I wonder if she was riding sans helmet, with just her cute little hat on, and someone asked her if she wanted to be on TV. She says yes, and someone hands her a helmet so she doesn't look like a complete doofus.

Kinda backfired if that's the case.


----------



## Dave Moore (Apr 15, 2004)

brado1 said:


> maybe better ventilation when worn backwards :idea:


Holy crap thats funny!!!


----------



## bob (Jan 14, 2004)

The video is running on CNN.com. It's the video about the dead python in a park near Tampa. I saw it yesterday and wondered how long it would take to end up on passion.


----------



## mtbnewguy (Nov 29, 2004)

*dyslexia...*

never heard of helmet dyslexia before...


----------



## mattbikeboy (Jun 8, 2004)

keeb said:


> it's just hard to look at that poor woman without laughing out loud. It's gotta suck to spend your 15 seconds of fame looking like a dumbarse


You're a much better person than I am. I saw that video yesterday and immediately started to laugh out loud.  Imagine, your 15 seconds of national fame and you look like a dope. At least I only look like a dope around my family and my riding buddies. I guess that is why she is wearing the ball cap underneath -- we all know those pesky bike helmets aren't at all comfortable.

mbb


----------



## PaMtnBkr (Feb 28, 2005)

This is proof of natures process of natural selection! The gene pool is a bit shallow in this poor woman!


----------



## wg (Dec 20, 2003)

"Giro Roc Loc?.... yep its a workin'. Keeps this fool thing from slippin' off da back me head."


----------



## Joe Bagadonuts (Jul 1, 2005)

I love it when you point out someone's got a helmet on backwards and they argue with you about it... "No, it's right, you can tell by the _aerodynamics_. Duh."


----------



## Rivet (Sep 3, 2004)

I see this at least a couple times a year. A while back at the Interbike Dirt Demo, I was kicking back under a tree right across from a recumbant manufacturers tent. Me and a bunch of other people taking a break couldn't control our laughter after watching a guy put his helmet on backwards and go for a spin on one of those contraptions.


----------



## *rt* (Jan 15, 2004)

whoops! just got caught by a coworker for LOL! 

poor woman.

hehehe

rt


----------



## EscourtU (Aug 15, 2006)

Someone started with wearing a hat backwards. Then Criss Cross wore their pants backwards, and now someone wears their helmet backwards. WILL IT EVER END???


----------



## K'Endo (Dec 23, 2003)

God you guys are all a bunch of square-asses! Don't you know the cool people wear helmets backwards? Like ball caps, you need to make a statement about your total apathy for the "right" way to wear them in order to be cool.
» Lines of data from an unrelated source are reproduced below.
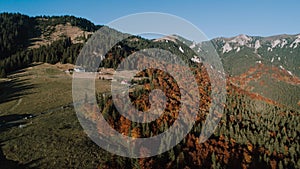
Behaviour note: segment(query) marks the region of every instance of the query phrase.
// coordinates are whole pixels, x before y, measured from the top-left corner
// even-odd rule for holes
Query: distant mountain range
[[[0,36],[0,66],[2,66],[0,75],[3,74],[1,76],[16,70],[17,67],[22,68],[32,61],[74,63],[76,53],[80,49],[80,45],[74,44],[85,43],[93,32],[102,27],[74,16],[29,17],[22,14],[2,13],[0,21],[2,35]],[[66,38],[71,41],[65,40],[68,42],[67,45],[66,42],[52,45],[53,42]],[[139,46],[131,45],[131,41],[123,42],[123,46],[127,46],[127,54],[130,54],[129,51],[136,51],[150,45],[164,46],[175,51],[176,54],[183,55],[182,51],[188,51],[188,47],[201,51],[203,45],[176,35],[155,40],[135,38],[140,41]],[[181,42],[176,38],[180,38]],[[167,43],[168,41],[171,43]],[[300,108],[300,34],[271,37],[238,35],[232,38],[215,38],[210,42],[221,57],[232,84],[293,109]],[[60,49],[59,45],[65,46],[68,50]],[[38,50],[42,46],[49,47]],[[58,48],[60,51],[55,50]],[[25,54],[23,52],[30,50],[37,51],[25,52]],[[115,53],[115,58],[112,59],[120,61],[126,57],[119,56],[119,53]],[[197,63],[203,59],[195,57],[192,53],[184,53],[184,55],[190,62]],[[117,63],[113,60],[106,65],[112,66],[110,63]]]

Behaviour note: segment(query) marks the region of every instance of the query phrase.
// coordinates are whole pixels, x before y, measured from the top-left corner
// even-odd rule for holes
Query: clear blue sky
[[[209,38],[300,33],[299,0],[1,0],[0,12],[75,15],[106,24],[137,12],[164,12],[195,24]]]

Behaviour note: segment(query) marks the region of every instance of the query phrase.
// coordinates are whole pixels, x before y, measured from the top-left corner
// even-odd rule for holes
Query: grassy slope
[[[62,108],[72,102],[71,76],[41,64],[10,79],[0,82],[0,145],[6,158],[29,167],[95,168],[105,155],[86,136],[73,108]],[[109,88],[106,81],[96,85]],[[19,118],[28,114],[36,117]]]

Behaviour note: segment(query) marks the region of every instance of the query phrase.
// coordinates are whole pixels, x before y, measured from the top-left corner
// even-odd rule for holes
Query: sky
[[[184,18],[209,38],[300,33],[299,0],[0,0],[0,12],[74,15],[105,25],[141,12]]]

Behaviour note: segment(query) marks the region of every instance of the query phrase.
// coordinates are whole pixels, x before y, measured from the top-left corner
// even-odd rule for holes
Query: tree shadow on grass
[[[26,119],[34,117],[31,114],[12,114],[0,116],[0,134],[7,131],[13,127],[22,127],[26,125]],[[2,146],[4,140],[0,142],[0,168],[1,169],[25,169],[31,168],[30,165],[39,161],[40,159],[28,162],[26,164],[20,164],[18,161],[7,159],[2,151]],[[7,141],[7,140],[6,140]]]
[[[8,81],[0,81],[0,104],[31,94],[28,90],[34,88],[34,85],[29,82],[29,79],[20,79],[20,76]]]

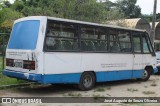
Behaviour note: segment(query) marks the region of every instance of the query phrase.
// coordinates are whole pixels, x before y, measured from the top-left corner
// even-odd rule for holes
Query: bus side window
[[[76,51],[78,37],[76,27],[70,23],[48,22],[45,48],[48,51]]]
[[[120,52],[120,45],[119,45],[116,29],[109,30],[109,41],[110,41],[110,51]]]
[[[150,53],[149,45],[147,44],[147,39],[145,36],[142,37],[143,41],[143,53]]]
[[[141,37],[133,35],[133,47],[135,53],[141,53]]]
[[[128,31],[119,31],[118,38],[120,42],[120,51],[121,52],[131,52],[131,39],[130,32]]]

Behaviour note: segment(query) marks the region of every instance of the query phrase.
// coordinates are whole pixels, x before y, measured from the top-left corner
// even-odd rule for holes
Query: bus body
[[[32,16],[14,22],[3,74],[39,83],[78,84],[140,78],[157,72],[143,30]]]

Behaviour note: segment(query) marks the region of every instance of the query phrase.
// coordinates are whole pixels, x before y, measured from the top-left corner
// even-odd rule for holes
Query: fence
[[[5,67],[5,51],[9,33],[0,33],[0,71]]]

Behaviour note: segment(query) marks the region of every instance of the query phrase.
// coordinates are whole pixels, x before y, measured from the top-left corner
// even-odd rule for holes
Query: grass
[[[155,94],[153,91],[143,91],[142,93],[145,95]]]
[[[73,92],[70,92],[70,93],[68,93],[68,96],[81,97],[82,95],[81,95],[80,93],[73,93]]]
[[[130,92],[132,92],[132,93],[133,93],[133,92],[137,92],[137,91],[138,91],[138,89],[128,88],[128,89],[127,89],[127,91],[130,91]]]
[[[104,92],[105,88],[104,87],[98,87],[97,89],[94,90],[94,92]]]
[[[156,83],[152,83],[151,86],[157,86],[157,84]]]

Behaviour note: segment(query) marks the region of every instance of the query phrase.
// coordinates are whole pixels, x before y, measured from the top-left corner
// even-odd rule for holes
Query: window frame
[[[64,25],[67,25],[67,24],[70,24],[70,25],[74,25],[74,28],[75,28],[75,31],[74,31],[74,34],[77,35],[77,37],[62,37],[62,36],[47,36],[47,31],[48,31],[48,24],[49,22],[53,22],[55,24],[64,24]],[[43,43],[43,51],[44,52],[80,52],[80,44],[79,44],[79,30],[78,30],[78,24],[76,23],[72,23],[72,22],[64,22],[64,21],[57,21],[57,20],[50,20],[48,19],[47,20],[47,23],[46,23],[46,32],[45,32],[45,38],[44,38],[44,43]],[[78,32],[78,33],[77,33]],[[52,37],[52,38],[66,38],[66,39],[77,39],[78,40],[78,49],[77,50],[47,50],[46,48],[46,39],[47,37]]]

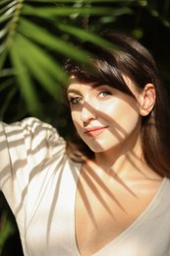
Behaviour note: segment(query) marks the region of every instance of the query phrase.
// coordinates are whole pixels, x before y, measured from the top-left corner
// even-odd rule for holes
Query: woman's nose
[[[88,102],[85,102],[82,107],[82,112],[81,112],[81,119],[83,122],[88,122],[91,119],[96,118],[96,109],[94,106],[90,105]]]

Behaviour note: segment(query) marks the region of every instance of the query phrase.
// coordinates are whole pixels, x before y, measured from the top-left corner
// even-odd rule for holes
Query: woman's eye
[[[102,97],[106,97],[106,96],[111,96],[111,93],[109,91],[102,91],[99,93],[99,96]]]
[[[73,97],[70,98],[69,101],[70,101],[71,104],[78,104],[78,103],[81,102],[81,100],[82,100],[81,96],[73,96]]]

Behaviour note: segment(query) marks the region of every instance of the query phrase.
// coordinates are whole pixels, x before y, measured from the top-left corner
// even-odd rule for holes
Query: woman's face
[[[133,91],[132,82],[127,83]],[[125,142],[134,144],[141,124],[135,97],[109,86],[84,84],[72,78],[68,98],[75,127],[91,151],[100,153]]]

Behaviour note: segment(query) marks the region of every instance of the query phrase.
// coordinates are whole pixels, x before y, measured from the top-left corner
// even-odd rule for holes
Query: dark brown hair
[[[123,74],[140,90],[148,83],[154,85],[155,105],[142,121],[143,158],[159,175],[170,177],[169,104],[156,64],[148,50],[130,35],[107,32],[101,36],[113,46],[100,47],[85,42],[82,47],[89,52],[89,65],[68,60],[65,69],[81,82],[109,85],[132,96],[134,96],[126,85]],[[75,143],[81,146],[80,151],[92,158],[93,153],[78,138],[77,136]]]

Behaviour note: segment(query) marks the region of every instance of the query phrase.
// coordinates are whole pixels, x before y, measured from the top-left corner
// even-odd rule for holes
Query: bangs
[[[65,64],[69,76],[86,84],[107,85],[133,96],[123,78],[116,51],[113,53],[89,43],[84,46],[89,52],[88,62],[77,63],[69,59]]]

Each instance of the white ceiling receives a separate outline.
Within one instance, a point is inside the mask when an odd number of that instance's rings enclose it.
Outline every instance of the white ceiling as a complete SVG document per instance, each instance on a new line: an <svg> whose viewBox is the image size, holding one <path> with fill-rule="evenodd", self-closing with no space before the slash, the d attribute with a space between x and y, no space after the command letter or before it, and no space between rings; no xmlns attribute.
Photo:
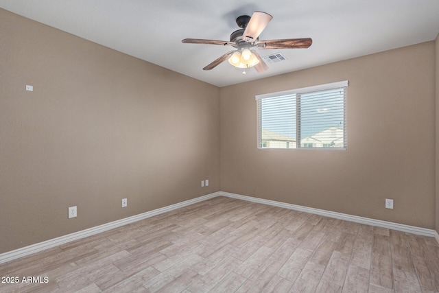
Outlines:
<svg viewBox="0 0 439 293"><path fill-rule="evenodd" d="M438 0L0 0L0 8L218 86L276 75L434 40ZM224 62L202 68L231 47L182 44L229 40L235 19L263 11L273 20L260 40L311 38L309 49L257 73Z"/></svg>

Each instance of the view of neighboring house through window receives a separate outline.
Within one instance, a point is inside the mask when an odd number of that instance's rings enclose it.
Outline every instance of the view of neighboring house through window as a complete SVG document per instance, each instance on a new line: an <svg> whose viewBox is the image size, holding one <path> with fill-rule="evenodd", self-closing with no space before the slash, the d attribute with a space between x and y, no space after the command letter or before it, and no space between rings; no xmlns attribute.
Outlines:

My prediction for next year, the cutting edge of cool will be to wear your bike helmet at a jaunty angle, with the visor bent upward.

Kn.


----------



## Dwight Moody (Jan 10, 2004)

*hat under helmet in Florida*

I don't know how people ride with hats under their helmets when it's above freezing. Makes me sweat just thinking about it.

And how she managed to get that helmet on like that puzzles the heck out of me. Did she put it on the right way and decide "that was too easy, it must go the other way"?


----------



## btadlock (Oct 3, 2005)

EscourtU said:


> . Then Criss Cross wore their pants backwards. WILL IT EVER END???


extra points for the obsure rap/hip hop reference.


----------



## Schmoe (Jan 13, 2004)

It has ocurred to me that this is why so many helmets have visors on them now. Not only are they useful to keep the sun out of your eyes, they also indicate which direction to wear the helmet. It does seem to be a common problem.


----------



## Rebus (Jun 11, 2004)

Schmoe said:


> It has ocurred to me that this is why so many helmets have visors on them now. Not only are they useful to keep the sun out of your eyes, they also indicate which direction to wear the helmet. It does seem to be a common problem.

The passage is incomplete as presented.